Référence neutre : [1984] 2 R.C.S. 565 ?
Identifiant URN:LEX : urn:lex;ca;cour.supreme;arret;1984-12-13;.1984..2.r.c.s..565 ?

Analyses :

Immigration - Admission - Demande de droit d’établissement - Personne demandant son admission au Canada sans avoir obtenu de visa d’immigrant avant d’entrer au pays - Demande d’exemption pour des considérations humanitaires ou de compassion - Obligation des agents d’immigration d’examiner la demande d’exemption - Loi sur l’immigration de 1976, 1 (Can.), chap. 52, art. 9, 79(2)b), 115(2).

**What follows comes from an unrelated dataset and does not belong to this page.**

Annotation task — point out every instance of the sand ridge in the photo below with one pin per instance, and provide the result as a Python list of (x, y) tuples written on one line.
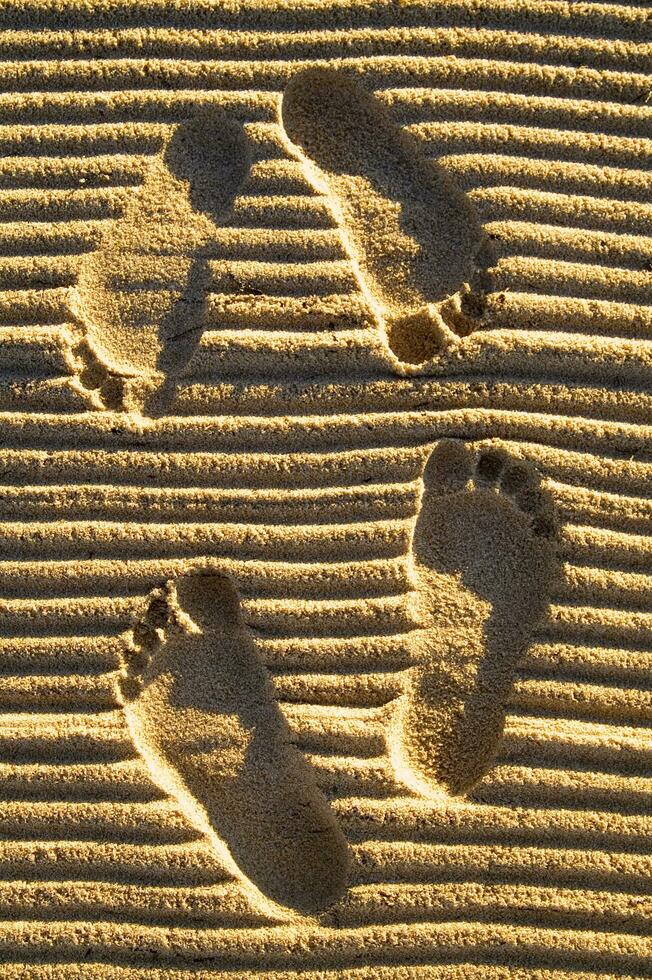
[(289, 454)]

La Division de première instance de la Cour fédérale a accueilli la demande de mandamus des intimés et a ordonné aux appelants (1) d’examiner la demande de résidence permanente au Canada présentée par l’intimé Jiminez-Perez; (2) de déterminer s’il ressort de la preuve qu’il existe des considérations humanitaires ou de compassion pouvant justifier qu’on lui accorde, à titre de mesure spéciale, le droit d’établissement — c’est-à-dire sans avoir demandé et obtenu un visa d’immigrant avant d’entrer au Canada — et (3) d’examiner la demande de parrainage de l’intimée Reid relativement à la demande de droit d’établissement de Jiminez-Perez. La Cour d’appel fédérale a confirmé l’ordonnance avec une modification. Devant cette Cour, les appelants ont concédé que les agents d’immigration avaient l’obligation en vertu du par. 115(2) de la Loi sur l’immigration de 1976 d’examiner et de trancher la demande des intimés qui vise à obtenir une exemption, pour des considérations humanitaires ou de compassion, de l’application de la condition de l’art. 9 de la Loi, mais ils ont fait valoir qu’on ne pouvait pas faire respecter cette obligation par voie de mandamus.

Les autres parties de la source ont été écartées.